Index | Thread | Search

From:
Alexander Bluhm <bluhm@openbsd.org>
Subject:
vmx TSO pullup headers into first mbuf
To:
tech@openbsd.org
Date:
Thu, 13 Jun 2024 00:11:24 +0200

Download raw body.

Thread
Hi,

In vmx(4) TSO must pullup headers into first mbuf.

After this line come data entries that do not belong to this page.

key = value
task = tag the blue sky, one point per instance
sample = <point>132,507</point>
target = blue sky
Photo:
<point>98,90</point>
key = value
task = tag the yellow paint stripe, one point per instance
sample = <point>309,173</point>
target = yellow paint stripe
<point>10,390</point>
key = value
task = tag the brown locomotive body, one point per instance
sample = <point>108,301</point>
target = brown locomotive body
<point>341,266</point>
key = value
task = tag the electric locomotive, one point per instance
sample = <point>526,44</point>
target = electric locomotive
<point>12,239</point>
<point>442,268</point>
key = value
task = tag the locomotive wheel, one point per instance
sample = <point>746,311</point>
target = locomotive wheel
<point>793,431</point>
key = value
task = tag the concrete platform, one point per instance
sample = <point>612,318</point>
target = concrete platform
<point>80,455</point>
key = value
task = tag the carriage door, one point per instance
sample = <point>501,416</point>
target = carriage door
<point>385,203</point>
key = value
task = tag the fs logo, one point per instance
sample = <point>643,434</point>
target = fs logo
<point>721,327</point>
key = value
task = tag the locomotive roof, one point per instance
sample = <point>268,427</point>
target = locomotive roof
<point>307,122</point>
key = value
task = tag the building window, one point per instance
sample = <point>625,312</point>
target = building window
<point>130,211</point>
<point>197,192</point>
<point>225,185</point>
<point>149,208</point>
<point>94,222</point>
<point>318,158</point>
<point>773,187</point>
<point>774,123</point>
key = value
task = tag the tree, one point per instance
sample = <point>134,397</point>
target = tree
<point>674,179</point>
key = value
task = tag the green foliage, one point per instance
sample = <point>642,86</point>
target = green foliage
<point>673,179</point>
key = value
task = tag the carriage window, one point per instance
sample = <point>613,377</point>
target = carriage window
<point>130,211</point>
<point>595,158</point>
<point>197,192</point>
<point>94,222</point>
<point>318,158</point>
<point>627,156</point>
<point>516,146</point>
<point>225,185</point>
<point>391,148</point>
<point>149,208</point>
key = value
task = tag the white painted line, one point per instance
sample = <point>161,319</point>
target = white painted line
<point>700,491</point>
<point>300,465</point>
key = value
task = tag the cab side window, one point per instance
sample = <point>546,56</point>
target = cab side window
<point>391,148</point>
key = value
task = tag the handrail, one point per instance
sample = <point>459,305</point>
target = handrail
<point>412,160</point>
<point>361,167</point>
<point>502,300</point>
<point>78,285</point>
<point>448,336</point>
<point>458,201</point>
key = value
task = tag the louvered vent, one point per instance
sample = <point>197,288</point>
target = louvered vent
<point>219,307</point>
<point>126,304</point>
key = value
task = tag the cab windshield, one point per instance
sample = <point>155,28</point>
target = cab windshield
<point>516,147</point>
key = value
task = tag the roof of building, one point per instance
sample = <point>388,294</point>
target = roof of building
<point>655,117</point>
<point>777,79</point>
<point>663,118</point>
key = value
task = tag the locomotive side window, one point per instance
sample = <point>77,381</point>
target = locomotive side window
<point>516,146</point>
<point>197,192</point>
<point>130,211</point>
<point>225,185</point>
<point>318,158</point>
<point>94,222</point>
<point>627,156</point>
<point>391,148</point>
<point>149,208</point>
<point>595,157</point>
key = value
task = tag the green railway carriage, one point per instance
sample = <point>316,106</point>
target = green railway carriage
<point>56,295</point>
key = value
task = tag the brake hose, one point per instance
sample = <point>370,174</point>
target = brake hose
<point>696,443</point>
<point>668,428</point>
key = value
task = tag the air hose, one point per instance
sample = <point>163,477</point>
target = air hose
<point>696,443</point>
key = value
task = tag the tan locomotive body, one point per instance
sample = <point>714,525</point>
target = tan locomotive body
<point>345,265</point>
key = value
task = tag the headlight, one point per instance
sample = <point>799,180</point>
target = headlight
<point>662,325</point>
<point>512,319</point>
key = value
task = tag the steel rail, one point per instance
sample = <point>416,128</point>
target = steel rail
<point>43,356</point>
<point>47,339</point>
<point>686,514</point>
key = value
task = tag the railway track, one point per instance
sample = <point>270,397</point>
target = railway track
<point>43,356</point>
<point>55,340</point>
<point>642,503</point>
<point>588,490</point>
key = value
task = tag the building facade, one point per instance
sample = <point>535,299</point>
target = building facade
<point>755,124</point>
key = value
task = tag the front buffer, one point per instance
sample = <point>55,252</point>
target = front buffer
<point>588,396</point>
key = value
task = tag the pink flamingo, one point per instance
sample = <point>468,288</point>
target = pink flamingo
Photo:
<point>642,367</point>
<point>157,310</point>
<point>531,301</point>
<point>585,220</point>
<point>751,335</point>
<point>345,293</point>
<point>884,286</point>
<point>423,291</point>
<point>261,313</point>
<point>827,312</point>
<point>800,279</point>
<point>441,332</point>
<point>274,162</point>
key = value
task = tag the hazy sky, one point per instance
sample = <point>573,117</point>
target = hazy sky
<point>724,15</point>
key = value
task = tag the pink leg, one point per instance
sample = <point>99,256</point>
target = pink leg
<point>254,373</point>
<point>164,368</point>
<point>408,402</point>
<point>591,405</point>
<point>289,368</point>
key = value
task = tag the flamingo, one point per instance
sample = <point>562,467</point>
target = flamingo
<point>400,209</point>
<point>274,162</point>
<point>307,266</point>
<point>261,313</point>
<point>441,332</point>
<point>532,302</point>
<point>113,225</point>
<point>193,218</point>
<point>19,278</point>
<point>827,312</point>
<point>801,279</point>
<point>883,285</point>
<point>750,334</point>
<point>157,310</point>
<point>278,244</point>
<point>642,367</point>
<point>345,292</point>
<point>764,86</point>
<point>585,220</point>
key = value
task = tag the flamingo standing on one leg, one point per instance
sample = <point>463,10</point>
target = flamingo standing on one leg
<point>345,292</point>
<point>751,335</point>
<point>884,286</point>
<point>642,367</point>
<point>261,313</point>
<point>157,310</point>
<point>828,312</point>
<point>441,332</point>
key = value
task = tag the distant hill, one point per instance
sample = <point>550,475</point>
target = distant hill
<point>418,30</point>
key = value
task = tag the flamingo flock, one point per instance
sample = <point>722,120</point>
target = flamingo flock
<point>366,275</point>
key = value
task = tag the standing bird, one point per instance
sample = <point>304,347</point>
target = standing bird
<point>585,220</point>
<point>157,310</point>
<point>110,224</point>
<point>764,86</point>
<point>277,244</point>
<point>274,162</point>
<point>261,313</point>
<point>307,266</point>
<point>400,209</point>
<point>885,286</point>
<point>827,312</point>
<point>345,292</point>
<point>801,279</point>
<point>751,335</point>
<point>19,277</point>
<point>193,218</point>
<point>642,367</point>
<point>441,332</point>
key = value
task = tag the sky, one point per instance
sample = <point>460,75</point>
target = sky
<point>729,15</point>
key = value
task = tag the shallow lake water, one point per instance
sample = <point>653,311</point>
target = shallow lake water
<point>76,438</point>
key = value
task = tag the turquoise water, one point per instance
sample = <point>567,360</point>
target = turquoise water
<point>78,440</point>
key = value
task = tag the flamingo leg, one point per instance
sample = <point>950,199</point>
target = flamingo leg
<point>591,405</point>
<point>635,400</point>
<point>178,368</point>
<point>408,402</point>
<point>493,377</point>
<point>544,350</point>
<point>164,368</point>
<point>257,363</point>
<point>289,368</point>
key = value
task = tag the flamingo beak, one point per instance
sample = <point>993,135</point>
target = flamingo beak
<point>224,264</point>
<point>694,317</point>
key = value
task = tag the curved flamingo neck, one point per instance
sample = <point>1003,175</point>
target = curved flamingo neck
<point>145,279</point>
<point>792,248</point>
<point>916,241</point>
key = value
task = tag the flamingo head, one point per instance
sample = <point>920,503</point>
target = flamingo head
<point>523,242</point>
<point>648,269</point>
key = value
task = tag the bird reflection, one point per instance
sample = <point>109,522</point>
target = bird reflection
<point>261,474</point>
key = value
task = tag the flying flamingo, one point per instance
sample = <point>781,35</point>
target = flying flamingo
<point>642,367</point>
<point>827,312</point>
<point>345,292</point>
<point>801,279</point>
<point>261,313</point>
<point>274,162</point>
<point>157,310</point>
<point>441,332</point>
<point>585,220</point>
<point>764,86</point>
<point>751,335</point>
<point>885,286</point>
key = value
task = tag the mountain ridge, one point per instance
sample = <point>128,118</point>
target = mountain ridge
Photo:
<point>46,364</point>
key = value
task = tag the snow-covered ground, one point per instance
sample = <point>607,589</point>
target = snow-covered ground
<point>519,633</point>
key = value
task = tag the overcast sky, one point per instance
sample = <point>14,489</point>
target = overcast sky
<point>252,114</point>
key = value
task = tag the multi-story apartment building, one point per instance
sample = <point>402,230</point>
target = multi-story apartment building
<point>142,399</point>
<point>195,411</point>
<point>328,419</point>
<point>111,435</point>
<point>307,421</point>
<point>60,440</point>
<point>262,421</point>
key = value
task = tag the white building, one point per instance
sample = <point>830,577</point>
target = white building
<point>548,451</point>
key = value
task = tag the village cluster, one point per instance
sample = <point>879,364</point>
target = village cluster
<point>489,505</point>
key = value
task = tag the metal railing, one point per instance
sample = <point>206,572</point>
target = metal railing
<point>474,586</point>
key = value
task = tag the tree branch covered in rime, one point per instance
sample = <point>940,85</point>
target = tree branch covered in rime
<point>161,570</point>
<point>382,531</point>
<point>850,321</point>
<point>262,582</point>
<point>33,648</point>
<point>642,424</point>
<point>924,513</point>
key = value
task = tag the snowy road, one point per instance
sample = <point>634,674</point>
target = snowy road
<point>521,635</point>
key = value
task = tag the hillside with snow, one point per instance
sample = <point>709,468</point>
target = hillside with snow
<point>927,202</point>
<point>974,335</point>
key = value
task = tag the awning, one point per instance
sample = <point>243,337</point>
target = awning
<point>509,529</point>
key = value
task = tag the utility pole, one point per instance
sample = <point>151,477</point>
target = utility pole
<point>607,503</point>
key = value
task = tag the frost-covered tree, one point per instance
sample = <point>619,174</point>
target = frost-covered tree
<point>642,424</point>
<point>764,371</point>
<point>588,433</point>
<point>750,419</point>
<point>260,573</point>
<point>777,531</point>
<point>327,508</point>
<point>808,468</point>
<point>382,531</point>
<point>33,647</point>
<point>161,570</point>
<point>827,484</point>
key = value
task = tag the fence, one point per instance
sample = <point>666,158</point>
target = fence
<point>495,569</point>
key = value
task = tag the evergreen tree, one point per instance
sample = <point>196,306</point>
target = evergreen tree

Forwarding IPv6 packets from vmx with LRO to vmx with TSO does not
work.  vmx(4) has the requirement that all headers are in the first
mbuf.  ip6_forward() is quite dumb.  It calls m_copym() to create
a mbuf that might be used for sending ICMP6 later.  After passing
the forwarded packet down to ether_encap(), m_prepend() is used to
restore the ethernet header.  As the mbuf cluster has been copied,
it is read only now.  That means m_prepend() does not provide the
empty space at the beginning of the cluster, but allocates a new
mbuf that contains only the ethernet header.  vmx(4) cannot transmit
such a TSO packet and drops it.

Solution is to call m_pullup() in vmxnet3_start().  If we ended up
in such a miserable condition, use the first mbuf in the chain and
move all headers into it.

ok?

bluhm

Index: dev/pci/if_vmx.c
===================================================================
RCS file: /data/mirror/openbsd/cvs/src/sys/dev/pci/if_vmx.c,v
diff -u -p -r1.87 if_vmx.c
--- dev/pci/if_vmx.c	7 Jun 2024 08:44:25 -0000	1.87
+++ dev/pci/if_vmx.c	12 Jun 2024 14:34:11 -0000
@@ -1619,6 +1619,8 @@ vmxnet3_start(struct ifqueue *ifq)
 	rgen = ring->gen;
 
 	for (;;) {
+		int hdrlen;
+
 		if (free <= NTXSEGS) {
 			ifq_set_oactive(ifq);
 			break;
@@ -1627,6 +1629,29 @@ vmxnet3_start(struct ifqueue *ifq)
 		m = ifq_dequeue(ifq);
 		if (m == NULL)
 			break;
+
+		/*
+		 * Headers for Ether, IP, TCP including options must lay in
+		 * first mbuf to support TSO.  Usually our stack gets that
+		 * right. To avoid packet parsing here, make a rough estimate
+		 * for simple IPv4.  Cases seen in the wild contain only ether 
+		 * header in separate mbuf.  To support IPv6 with TCP options,
+		 * move as much as possible into first mbuf.  Realloc mbuf
+		 * before bus dma load.
+		 */
+		hdrlen = sizeof(struct ether_header) + sizeof(struct ip) +
+		    sizeof(struct tcphdr);
+		if (ISSET(m->m_pkthdr.csum_flags, M_TCP_TSO) &&
+		    m->m_len < hdrlen && hdrlen <= m->m_pkthdr.len) {
+			hdrlen = MHLEN;
+			hdrlen -= mtod(m, unsigned long) & (sizeof(long) - 1);
+			if (hdrlen > m->m_pkthdr.len)
+				hdrlen = m->m_pkthdr.len;
+			if ((m = m_pullup(m, hdrlen)) == NULL) {
+				ifq->ifq_errors++;
+				continue;
+			}
+		}
 
 		map = ring->dmap[prod];